Why can't LLVM emit a memcpy when loading and storing integer arrays and simple structs?

I am struggling to understand why is llvm not allowed to optimize any of these two into a memcpy

target datalayout = "e-S128-i32:32-i8:8-i16:16-p271:32:32:32:32-p272:64:64:64:64-f16:16-f128:128-p270:32:32:32:32-f64:64-i128:128-i64:64-p0:64:64:64:64-i1:8-f80:128"
target triple = "x86_64-unknown-linux-gnu"

%struct.asd = type { [28 x [29 x i32]] }

; Function Attrs: noalias
define void @example(ptr noalias nocapture %0, ptr noalias nocapture %1) {
  %3 = load [29 x [28 x i64]], ptr %1, align 8
  store [29 x [28 x i64]] %3, ptr %0, align 8
  ret void
}

; Function Attrs: noalias
define void @example2(ptr noalias nocapture %0, ptr noalias nocapture %1) {
  %3 = load %struct.asd , ptr %1, align 8
  store %struct.asd %3, ptr %0, align 8
  ret void
}

Running opt -O2 on them results into a full unroll of the load and stores. I understand that somehow it relates to the assumption that the frontend will handle this situations, but i don’t get why marking them noalias is not enough to ensure they can be replaced.

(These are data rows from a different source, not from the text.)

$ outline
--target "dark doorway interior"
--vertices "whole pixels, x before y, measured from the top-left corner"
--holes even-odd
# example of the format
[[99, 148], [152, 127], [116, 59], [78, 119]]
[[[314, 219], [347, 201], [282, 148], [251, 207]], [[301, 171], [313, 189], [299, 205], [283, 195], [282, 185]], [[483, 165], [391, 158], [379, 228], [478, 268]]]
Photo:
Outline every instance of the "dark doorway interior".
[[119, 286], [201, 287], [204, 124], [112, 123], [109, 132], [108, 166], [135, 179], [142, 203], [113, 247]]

I don’t think it’s true to say that it isn’t allowed to, rather that it doesn’t. Using aggregate types in SSA registers has been discouraged for at least ten years and so I doubt any of the front ends that the optimisers are tested with will generate IR like this. Clang, for example, would lower this kind of construct to a memcpy intrinsic in the front end.

Is there a reason that your front end cannot generate a memcpy? Generally, the only reason that you should emit a load is if you want to compute on the value, and there are no instructions in LLVM IR that compute over arrays.

Is there a reason that your front end cannot generate a memcpy?

not really, indeed the fact that emitting memcpy in this situation was so easy is why i assumed that LLVM would do it for me, i just found it really surprising that would not.

Using aggregate types in SSA registers has been discouraged for at least ten years and so I doubt any of the front ends that the optimisers are tested with will generate IR like this.

i see, i will follow that rule then, thank you

As a general resource, you may find Performance Tips for Frontend Authors — LLVM 18.0.0git documentation helpful. I wrote this a few years ago when working on a new LLVM frontend with the goal of summarizing good practice. It’s a little bit out of date by now, but still mostly accurate.

1 Like

You can get LLVM to convert this to memcpy by running the memcpyopt pass.

The reason this doesn’t work as expected when running the O2 pipeline is that InstCombine converts the load and store to a rather large (3k+ instructions) sequence of smaller loads/stores: Compiler Explorer

In cases where unpacking/packing the load/stores results in a huge amount of code and a memcpy could be used, it would probably make sense to prefer that.